Skills drought pays off for Australia IT pros

27.11.2006

"At the moment many companies are looking overseas to source personnel, albeit these people are trying to target specific industry sector experience but the number of compliance programs growing in the financial sector is not making it an easier path to find these people and they are often snapped up at higher rates than government projects can afford.

"Anecdotally I can say application development experts are at the top end of the rate increase at around 15 percent in the past 12 months and given the continued shortage of IT candidates it is a surprise the increase is not greater. I think it comes down to the fact clients are trying to source people in Australia and not push offshore, but it is getting to a pointy end ... Employers are looking for a specific skill set and cannot find it, yet don't appear to be hugely investing in training - it is a full circle problem we have got."
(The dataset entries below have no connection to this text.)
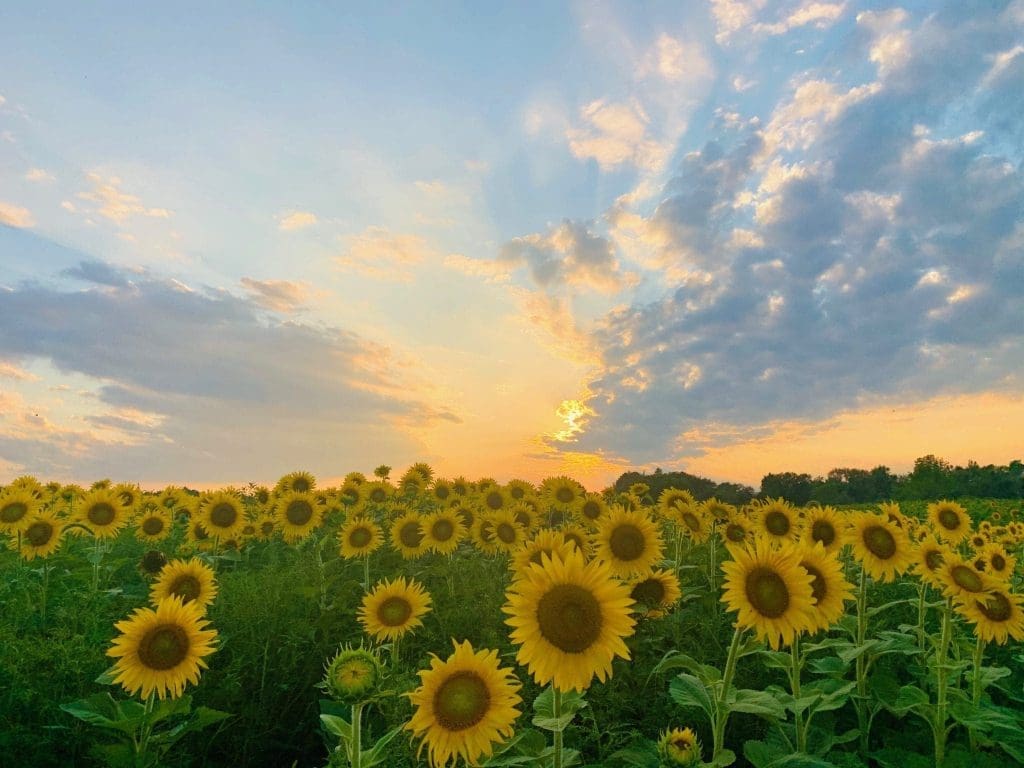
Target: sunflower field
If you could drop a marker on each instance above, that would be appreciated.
(427, 622)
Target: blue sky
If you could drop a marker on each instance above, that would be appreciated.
(731, 237)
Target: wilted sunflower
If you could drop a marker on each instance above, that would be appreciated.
(407, 536)
(358, 537)
(569, 619)
(777, 519)
(629, 542)
(101, 512)
(392, 608)
(822, 524)
(655, 592)
(996, 615)
(442, 531)
(297, 514)
(17, 508)
(41, 538)
(770, 592)
(192, 581)
(949, 520)
(883, 549)
(828, 587)
(154, 524)
(222, 514)
(162, 650)
(464, 706)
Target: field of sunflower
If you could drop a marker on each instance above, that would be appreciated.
(433, 622)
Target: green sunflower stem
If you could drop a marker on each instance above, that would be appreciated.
(721, 706)
(557, 711)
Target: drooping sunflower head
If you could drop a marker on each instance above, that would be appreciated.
(359, 537)
(771, 593)
(949, 521)
(629, 542)
(883, 549)
(680, 747)
(464, 706)
(297, 514)
(392, 608)
(353, 675)
(569, 620)
(190, 581)
(161, 650)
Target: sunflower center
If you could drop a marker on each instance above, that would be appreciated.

Cross said full-time salaries and contractor rates will continue to increase higher than other industry sectors unless supply and demand of capable staff in Australia is addressed. Cross said this will come to a head in three to five years.

According to the report, Australian businesses are actively trying to source skilled IT labor externally, with the number of 457 Visas (temporary skilled migration) into Australia numbering 58,140 within the first ten months of 2006.

The skills in highest demand were Java, PHP, .Net and development management. In the security space those with a data protection focus (such as antivirus, spyware or security developers) and business continuity, disaster recovery and backup skills attracted an average 12 percent salary or rate increase. Those with an SAP or Oracle background are also in high demand.